Home Milenial Mengembangkan Wirausaha Sosial ala ‘Amalan’ dan ‘Bantu’

Mengembangkan Wirausaha Sosial ala ‘Amalan’ dan ‘Bantu’

Yogyakarta, Gatra.com - Bisnis bisa dibangun untuk mengatasi persoalan sosial. Alasan ini melatari perkembangan sociopreneurship atau kewirausahaan sosial belakangan ini. Sociopreneur acapkali tumbuh dari kegelisahan terhadap permasalahan sekitar.

Hal ini yang mengemuka dalam diskusi “Sociopreneurship dan Startup di Era Industri 4.0” di BLOCK71 Innovation Factory, Terban Yogyakarta, pada Rabu (22/5) sore.

Acara ini digelar oleh dua wahana inkubasi usaha rintisan, BLOCK71 dan Creative Hub (CHub), inkubator milik Fakultas Ilmu Sosial dan Ilmu Politik Universitas Gadjah Mada.

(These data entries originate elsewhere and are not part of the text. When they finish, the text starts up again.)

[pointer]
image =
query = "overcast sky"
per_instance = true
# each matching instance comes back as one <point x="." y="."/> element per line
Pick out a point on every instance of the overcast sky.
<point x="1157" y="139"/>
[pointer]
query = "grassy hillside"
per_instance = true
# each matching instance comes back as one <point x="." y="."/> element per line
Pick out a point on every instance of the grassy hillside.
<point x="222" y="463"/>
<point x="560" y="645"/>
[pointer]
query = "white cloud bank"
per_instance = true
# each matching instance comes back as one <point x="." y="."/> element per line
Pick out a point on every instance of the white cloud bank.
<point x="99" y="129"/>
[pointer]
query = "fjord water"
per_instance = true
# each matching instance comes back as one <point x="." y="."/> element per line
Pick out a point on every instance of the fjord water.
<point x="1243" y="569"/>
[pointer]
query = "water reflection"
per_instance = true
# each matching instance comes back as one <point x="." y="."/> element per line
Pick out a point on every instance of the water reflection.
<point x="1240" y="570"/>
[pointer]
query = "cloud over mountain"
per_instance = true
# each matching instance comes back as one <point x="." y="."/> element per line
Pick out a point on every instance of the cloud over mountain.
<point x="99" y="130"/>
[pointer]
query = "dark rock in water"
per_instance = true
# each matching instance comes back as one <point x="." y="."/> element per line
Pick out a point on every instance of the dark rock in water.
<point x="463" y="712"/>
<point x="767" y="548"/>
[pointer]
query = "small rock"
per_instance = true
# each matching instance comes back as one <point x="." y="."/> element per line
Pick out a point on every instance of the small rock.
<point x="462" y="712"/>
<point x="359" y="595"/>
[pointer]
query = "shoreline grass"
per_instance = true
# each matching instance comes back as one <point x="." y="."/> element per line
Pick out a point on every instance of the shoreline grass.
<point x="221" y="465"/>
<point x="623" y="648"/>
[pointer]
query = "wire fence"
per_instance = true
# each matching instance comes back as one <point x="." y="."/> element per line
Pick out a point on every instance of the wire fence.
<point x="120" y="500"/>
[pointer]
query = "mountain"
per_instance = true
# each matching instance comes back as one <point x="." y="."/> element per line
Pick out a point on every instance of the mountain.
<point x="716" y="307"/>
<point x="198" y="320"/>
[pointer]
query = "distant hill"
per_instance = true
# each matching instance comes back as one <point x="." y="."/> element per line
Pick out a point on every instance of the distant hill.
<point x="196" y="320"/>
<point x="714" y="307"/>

Di kegiatan ini, CHub mengundang usaha rintisan Amalan dan Bantu membagikan pengalaman masing-masing dalam mengembangkan bisnis berorientasi sosial. Amalan dan Bantu adalah dua usaha rintisan yang dikembangkan dengan misi sosial.

Bantu adalah platform jejaring sosial yang dikembangkan mahasiswa UGM. Ghilman Nafadza, salah satu pendiri Bantu, mengatakan bahwa platform ini diciptakan untuk menghubungkan orang yang membutuhkan bantuan (user) dengan pemberi bantuan atau solusi (hero).

Saat ini, pengembangan Bantu dibimbing oleh Kepala Pusat Keamanan, Keselamatan, Kesehatan Kerja, dan Lingkungan UGM Arif Nurcahyo. Bantu memanfaatkan teknologi untuk mengatasi kelemahan layanan panggilan darurat yang belum mampu menandai lokasi korban.

Sayangnya, teknologi yang digunakan Bantu mensyaratkan penggunaan smartphone dan keberadaan sinyal internet. Ghilman mengakui, Bantu baru bisa mengatasi masalah di perkotaan.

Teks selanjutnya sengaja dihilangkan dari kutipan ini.